Павел Матвеевич ногтем отчеркнул в оглавлении одно из названий и потребовал:
– Прочитайте!
Максим стал читать.
Третий президент Приамурья
Дмитрий Владимирович Чжао, третий президент Приамурской Республики, правил недолго, как и его предшественники. Через полгода после инаугурации его любимый евнух устроил государственный переворот. Поутру население Республики узнало, что на внеочередных президентских выборах оно единогласно проголосовало за евнуха.

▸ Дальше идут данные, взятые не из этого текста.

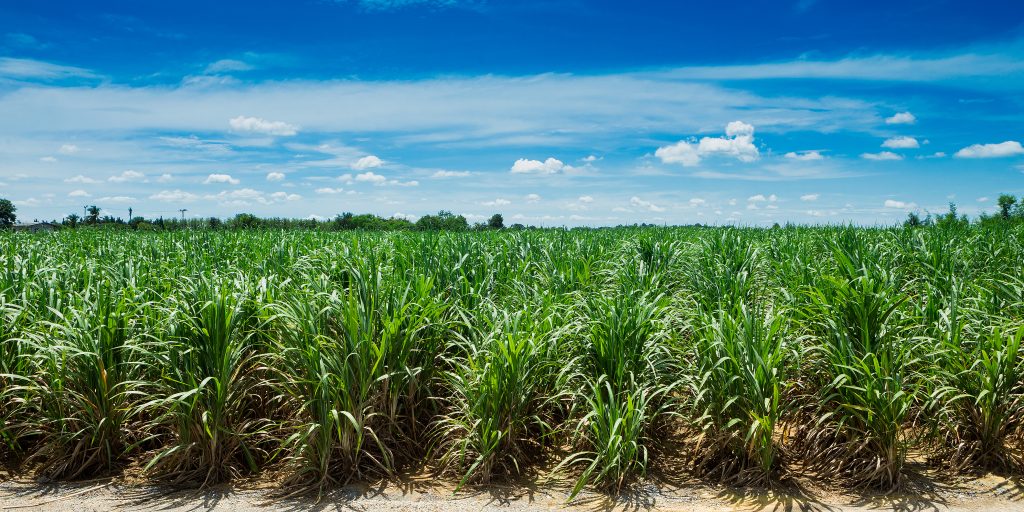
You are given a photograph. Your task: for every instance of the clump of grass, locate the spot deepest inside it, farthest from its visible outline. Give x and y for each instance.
(865, 373)
(350, 368)
(738, 386)
(622, 384)
(207, 386)
(983, 401)
(499, 396)
(87, 383)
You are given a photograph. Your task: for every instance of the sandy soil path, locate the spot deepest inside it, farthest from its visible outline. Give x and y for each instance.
(985, 494)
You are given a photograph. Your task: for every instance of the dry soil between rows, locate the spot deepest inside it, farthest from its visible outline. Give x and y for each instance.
(989, 493)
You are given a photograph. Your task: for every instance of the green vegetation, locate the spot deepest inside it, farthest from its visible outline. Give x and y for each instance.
(325, 356)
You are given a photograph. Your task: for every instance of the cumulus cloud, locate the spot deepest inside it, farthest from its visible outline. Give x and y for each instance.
(805, 156)
(227, 66)
(175, 196)
(901, 118)
(1007, 148)
(881, 156)
(737, 143)
(497, 202)
(901, 142)
(549, 166)
(127, 176)
(450, 174)
(899, 205)
(117, 199)
(80, 179)
(262, 126)
(220, 178)
(371, 177)
(283, 196)
(647, 205)
(369, 162)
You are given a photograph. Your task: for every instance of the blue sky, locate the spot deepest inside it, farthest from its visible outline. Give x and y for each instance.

– Во дает! – сказало население и продолжило браконьерский лов рыбы в речных и морских водах страны. Оно мало интересовалось политикой.

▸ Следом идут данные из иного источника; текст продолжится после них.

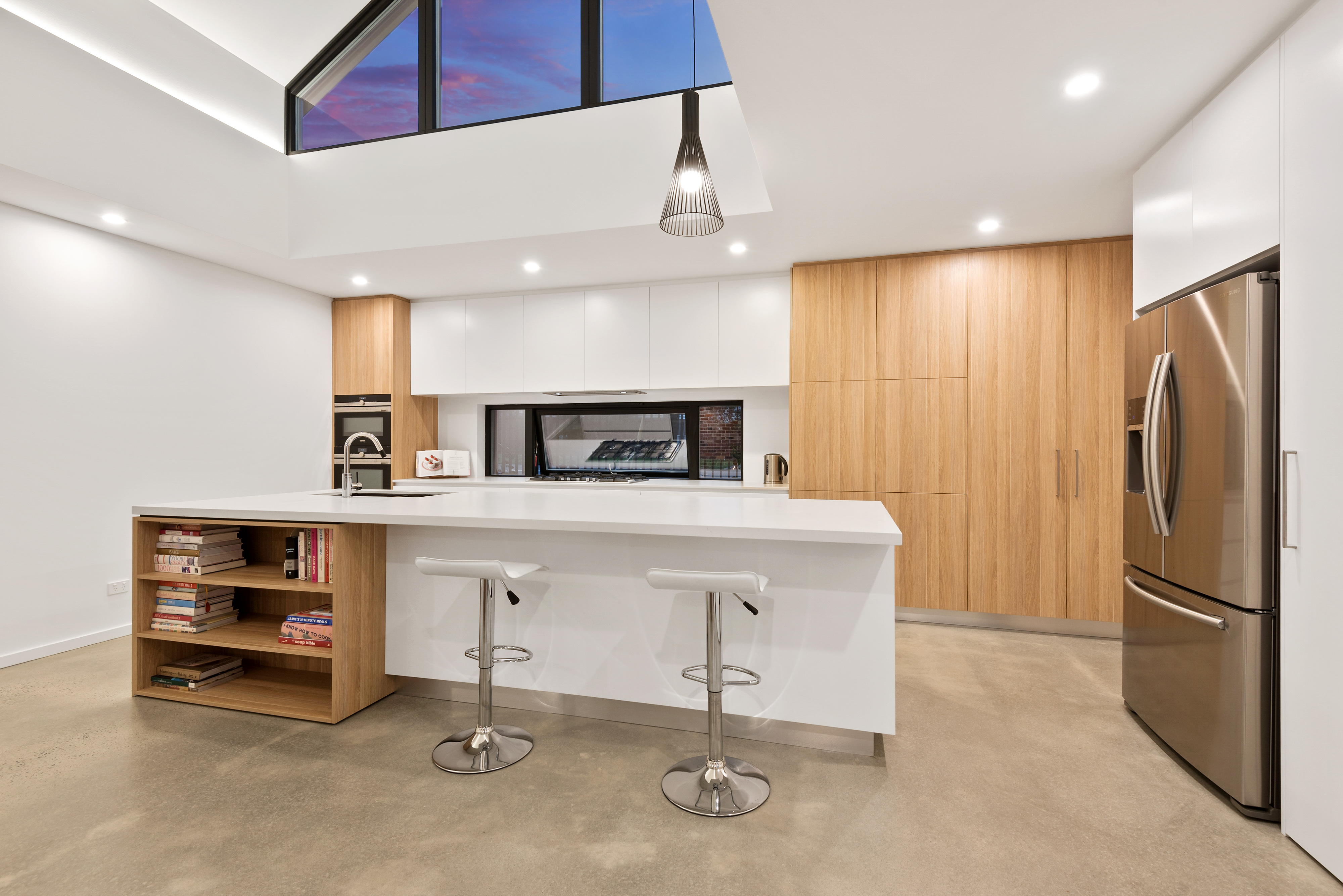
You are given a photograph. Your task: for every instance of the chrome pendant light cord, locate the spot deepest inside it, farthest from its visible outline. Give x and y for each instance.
(692, 207)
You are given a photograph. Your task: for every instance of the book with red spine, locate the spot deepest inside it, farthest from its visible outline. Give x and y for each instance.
(303, 642)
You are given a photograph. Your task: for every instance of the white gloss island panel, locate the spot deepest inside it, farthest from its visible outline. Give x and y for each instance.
(824, 642)
(750, 517)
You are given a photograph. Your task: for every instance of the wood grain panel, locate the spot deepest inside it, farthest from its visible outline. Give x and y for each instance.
(931, 560)
(922, 437)
(835, 317)
(362, 345)
(832, 437)
(359, 675)
(833, 495)
(1017, 513)
(922, 310)
(1099, 308)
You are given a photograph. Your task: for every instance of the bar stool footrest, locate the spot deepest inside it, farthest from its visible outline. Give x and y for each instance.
(475, 654)
(687, 671)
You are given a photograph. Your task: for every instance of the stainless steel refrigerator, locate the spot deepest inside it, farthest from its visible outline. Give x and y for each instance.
(1200, 533)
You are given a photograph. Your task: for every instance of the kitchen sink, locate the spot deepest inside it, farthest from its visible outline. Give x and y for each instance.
(382, 493)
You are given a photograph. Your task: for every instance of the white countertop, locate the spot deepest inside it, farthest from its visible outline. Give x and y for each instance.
(759, 517)
(702, 486)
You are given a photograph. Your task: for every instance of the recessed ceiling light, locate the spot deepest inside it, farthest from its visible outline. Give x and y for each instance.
(1082, 85)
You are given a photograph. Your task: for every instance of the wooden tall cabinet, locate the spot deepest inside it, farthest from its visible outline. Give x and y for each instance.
(371, 353)
(978, 395)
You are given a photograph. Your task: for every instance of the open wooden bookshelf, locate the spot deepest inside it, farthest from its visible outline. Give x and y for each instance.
(319, 685)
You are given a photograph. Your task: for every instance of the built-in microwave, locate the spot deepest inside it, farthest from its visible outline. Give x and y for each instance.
(363, 414)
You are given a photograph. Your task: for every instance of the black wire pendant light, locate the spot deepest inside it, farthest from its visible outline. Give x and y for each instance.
(692, 208)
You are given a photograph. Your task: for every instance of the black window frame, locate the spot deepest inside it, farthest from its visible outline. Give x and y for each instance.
(532, 441)
(430, 86)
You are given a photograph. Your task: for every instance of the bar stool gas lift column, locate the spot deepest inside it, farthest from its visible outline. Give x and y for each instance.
(488, 746)
(714, 784)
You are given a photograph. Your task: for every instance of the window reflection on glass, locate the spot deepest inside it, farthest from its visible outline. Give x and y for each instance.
(371, 89)
(510, 58)
(721, 442)
(659, 46)
(508, 455)
(616, 442)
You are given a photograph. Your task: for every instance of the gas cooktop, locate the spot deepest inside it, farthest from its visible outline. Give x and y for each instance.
(592, 478)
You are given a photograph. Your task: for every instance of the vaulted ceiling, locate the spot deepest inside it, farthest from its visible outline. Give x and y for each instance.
(855, 128)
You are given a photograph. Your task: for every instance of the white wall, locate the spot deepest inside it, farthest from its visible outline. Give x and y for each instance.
(1209, 199)
(1313, 426)
(135, 375)
(461, 420)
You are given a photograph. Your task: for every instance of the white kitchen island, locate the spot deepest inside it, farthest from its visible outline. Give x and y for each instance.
(609, 646)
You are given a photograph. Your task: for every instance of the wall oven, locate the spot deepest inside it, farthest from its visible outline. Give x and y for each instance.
(363, 414)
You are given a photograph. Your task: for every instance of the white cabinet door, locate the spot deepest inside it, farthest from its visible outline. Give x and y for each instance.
(1313, 426)
(554, 343)
(495, 345)
(616, 339)
(754, 324)
(1164, 220)
(684, 336)
(1236, 180)
(438, 348)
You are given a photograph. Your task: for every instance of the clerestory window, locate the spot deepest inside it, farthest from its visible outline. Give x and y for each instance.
(417, 66)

Молодое государство не могло обеспечить своим гражданам того, что обещал каждый новый президент. Работы не было. Жизнь дорожала. Пособие по многодетности заменили налогом на детей – иначе Китай не заключал договора о военном сотрудничестве. А без этого никак: Россия, не признавшая независимости Приамурья, послала на восток войска. Они добрались до наспех оборудованной границы, постояли, поглазели на невозмутимых раскосых пограничников и отправились восвояси.

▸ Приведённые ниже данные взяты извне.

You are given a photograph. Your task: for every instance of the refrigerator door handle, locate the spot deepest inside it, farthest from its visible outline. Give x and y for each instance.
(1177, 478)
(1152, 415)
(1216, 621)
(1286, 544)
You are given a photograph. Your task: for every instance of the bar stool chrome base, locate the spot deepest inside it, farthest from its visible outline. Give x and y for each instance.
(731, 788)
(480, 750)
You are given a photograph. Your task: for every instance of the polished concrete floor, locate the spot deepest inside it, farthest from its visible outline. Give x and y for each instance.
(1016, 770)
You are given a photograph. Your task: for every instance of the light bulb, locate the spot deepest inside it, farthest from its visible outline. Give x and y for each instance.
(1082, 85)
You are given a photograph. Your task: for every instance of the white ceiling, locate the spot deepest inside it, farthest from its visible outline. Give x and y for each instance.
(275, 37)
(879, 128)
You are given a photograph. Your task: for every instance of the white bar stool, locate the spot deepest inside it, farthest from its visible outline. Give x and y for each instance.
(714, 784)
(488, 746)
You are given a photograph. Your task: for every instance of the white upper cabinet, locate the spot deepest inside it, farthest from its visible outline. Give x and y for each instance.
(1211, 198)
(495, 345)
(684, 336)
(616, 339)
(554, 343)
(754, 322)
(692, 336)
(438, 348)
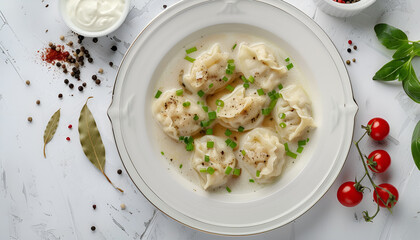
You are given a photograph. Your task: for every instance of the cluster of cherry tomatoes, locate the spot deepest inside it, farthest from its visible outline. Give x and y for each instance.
(350, 193)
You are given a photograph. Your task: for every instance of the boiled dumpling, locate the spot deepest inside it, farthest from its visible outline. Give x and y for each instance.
(242, 108)
(293, 113)
(220, 156)
(258, 61)
(207, 72)
(262, 153)
(176, 119)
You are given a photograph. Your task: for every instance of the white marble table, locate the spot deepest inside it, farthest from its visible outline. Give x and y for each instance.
(52, 198)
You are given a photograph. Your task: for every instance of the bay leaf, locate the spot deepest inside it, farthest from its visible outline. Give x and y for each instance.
(51, 128)
(91, 141)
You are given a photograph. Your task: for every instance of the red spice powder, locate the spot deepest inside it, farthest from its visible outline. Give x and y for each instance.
(50, 55)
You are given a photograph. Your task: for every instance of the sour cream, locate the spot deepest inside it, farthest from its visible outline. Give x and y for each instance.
(95, 15)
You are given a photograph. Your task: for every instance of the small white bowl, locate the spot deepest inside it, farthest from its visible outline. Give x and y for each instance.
(343, 9)
(76, 29)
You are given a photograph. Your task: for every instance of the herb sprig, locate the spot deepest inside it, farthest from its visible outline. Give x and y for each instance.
(400, 67)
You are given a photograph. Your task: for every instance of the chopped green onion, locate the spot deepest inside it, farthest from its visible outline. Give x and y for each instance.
(189, 147)
(188, 58)
(228, 170)
(210, 170)
(300, 149)
(212, 115)
(200, 93)
(291, 154)
(179, 92)
(286, 147)
(158, 93)
(283, 116)
(230, 88)
(220, 103)
(191, 50)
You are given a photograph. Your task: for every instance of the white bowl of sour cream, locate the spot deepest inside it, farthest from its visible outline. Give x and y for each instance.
(94, 18)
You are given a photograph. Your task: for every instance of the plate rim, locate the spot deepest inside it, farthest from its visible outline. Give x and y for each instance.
(332, 49)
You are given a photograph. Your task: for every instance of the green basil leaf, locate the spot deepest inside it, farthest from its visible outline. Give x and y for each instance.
(416, 49)
(403, 51)
(415, 145)
(411, 85)
(389, 36)
(391, 70)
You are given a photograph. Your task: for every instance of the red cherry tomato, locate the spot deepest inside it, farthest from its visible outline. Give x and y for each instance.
(386, 201)
(379, 128)
(348, 195)
(380, 161)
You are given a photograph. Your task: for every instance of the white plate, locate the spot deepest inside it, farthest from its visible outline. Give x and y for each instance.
(301, 187)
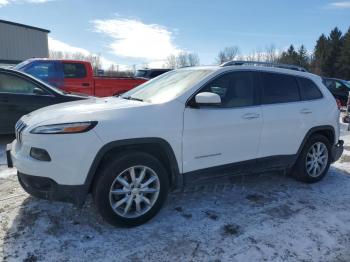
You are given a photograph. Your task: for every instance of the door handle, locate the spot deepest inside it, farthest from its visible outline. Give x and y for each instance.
(305, 111)
(250, 116)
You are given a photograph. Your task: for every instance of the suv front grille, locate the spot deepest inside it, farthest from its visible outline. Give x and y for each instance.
(20, 126)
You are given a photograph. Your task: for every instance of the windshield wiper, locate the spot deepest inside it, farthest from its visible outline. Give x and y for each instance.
(133, 98)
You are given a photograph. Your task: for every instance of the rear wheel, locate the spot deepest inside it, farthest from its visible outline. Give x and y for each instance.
(314, 160)
(131, 189)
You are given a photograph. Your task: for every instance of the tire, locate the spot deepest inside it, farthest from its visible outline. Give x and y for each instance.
(121, 166)
(300, 170)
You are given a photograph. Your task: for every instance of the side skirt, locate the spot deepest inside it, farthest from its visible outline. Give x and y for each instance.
(260, 165)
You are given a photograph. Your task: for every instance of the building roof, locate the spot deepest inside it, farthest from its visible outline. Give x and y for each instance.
(25, 26)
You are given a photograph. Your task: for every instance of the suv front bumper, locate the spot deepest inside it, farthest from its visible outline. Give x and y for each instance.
(46, 188)
(337, 150)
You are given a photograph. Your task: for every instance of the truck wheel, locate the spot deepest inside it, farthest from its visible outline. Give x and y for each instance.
(131, 189)
(314, 160)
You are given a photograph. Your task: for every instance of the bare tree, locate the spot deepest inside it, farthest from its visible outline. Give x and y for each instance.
(227, 54)
(193, 59)
(272, 54)
(171, 62)
(94, 59)
(182, 60)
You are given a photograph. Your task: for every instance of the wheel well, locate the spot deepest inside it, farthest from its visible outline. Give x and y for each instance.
(328, 133)
(154, 149)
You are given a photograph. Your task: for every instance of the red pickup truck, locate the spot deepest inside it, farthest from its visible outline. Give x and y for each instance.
(77, 76)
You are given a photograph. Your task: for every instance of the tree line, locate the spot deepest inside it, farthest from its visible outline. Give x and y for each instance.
(330, 57)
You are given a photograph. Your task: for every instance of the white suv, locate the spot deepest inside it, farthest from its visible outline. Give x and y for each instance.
(187, 124)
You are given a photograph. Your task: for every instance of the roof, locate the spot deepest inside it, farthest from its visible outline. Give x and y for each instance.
(25, 26)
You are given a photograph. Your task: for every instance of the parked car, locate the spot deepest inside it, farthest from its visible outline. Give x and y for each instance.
(77, 76)
(21, 94)
(182, 127)
(150, 73)
(339, 88)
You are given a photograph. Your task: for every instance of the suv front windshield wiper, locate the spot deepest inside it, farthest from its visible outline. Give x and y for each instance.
(132, 98)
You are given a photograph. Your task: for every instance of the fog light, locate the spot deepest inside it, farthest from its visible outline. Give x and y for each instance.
(39, 154)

Третий президент тщетно надеялся, что народ поднимется на его защиту. Лишенный средств связи, он не мог обратиться с воззванием. Его деньги были изъяты в доход государства и тут же украдены мерзким евнухом. Лишь жалкие двенадцать миллионов долларов, о которых никто не знал, продолжали храниться в банке на Каймановых островах. Сидя под домашним арестом, охраняемый взводом автоматчиков, он писал мемуары. По средам заглядывал сотрудник Совета государственной безопасности – СГБ – и проверял компьютер Дмитрия Владимировича. Ежедневно приходила домработница – майор СГБ, небрежно стирала пыль и дотошно изучала все бумаги, включая выброшенные в корзину. Излишние предосторожности. Экс-президент и без того понимал: одно нелестное упоминание о евнухе – и тот поступит с ним так же, как он сам поступил со своим предшественником.
Дважды в месяц Дмитрию Владимировичу присылали мужеподобную жрицу любви, большую мастерицу своего дела. Ее звания в СГБ он не знал, но подозревал, что это она выведала у первого президента, в каком банке на Багамах тот хранил свои скромные сбережения. Поэтому даже в самые интимные мгновения он тщательно контролировал себя, не допуская даже мысли о Каймановых островах. На всякий случай он избегал упоминаний о кайманах, аллигаторах, гавиалах и прочих крокодиловых. Оставшаяся с детства любовь к зоологии предоставляла ему множество других тем для беседы: он увлеченно рассказывал о динозаврах, текодонтах, драконах острова Комодо, галапагосских черепахах и гигантских анакондах.
Так прошло три месяца. Уже были описаны детство и юность, знакомство с будущим первым президентом и служба у второго. Правда, предавать гласности свои деликатные обязанности на этой службе узник не стал. Народ не хочет читать о том, как он носил за президентом чемоданы и нанимал девиц по сопровождению. Народ любит героические эпопеи. В этом жанре Дмитрий Владимирович и стилизовал свои воспоминания.
Но вот однажды он распечатал готовые главы, перечитал их… Не то! Совсем не то! Он смял листы и швырнул их на пол. Нет, этого недостаточно: завтра домработница разгладит и прочитает. Он щелкнул зажигалкой и поднес ее к скомканной странице. Как Гоголь – его любимый писатель. Он тоже сжег свое лучшее творение. Пусть же никто его не увидит. Неблагодарный народ не заслужил такого подарка. Почему он не восстал, не растерзал евнуха-узурпатора? Почему не освободил своего Президента?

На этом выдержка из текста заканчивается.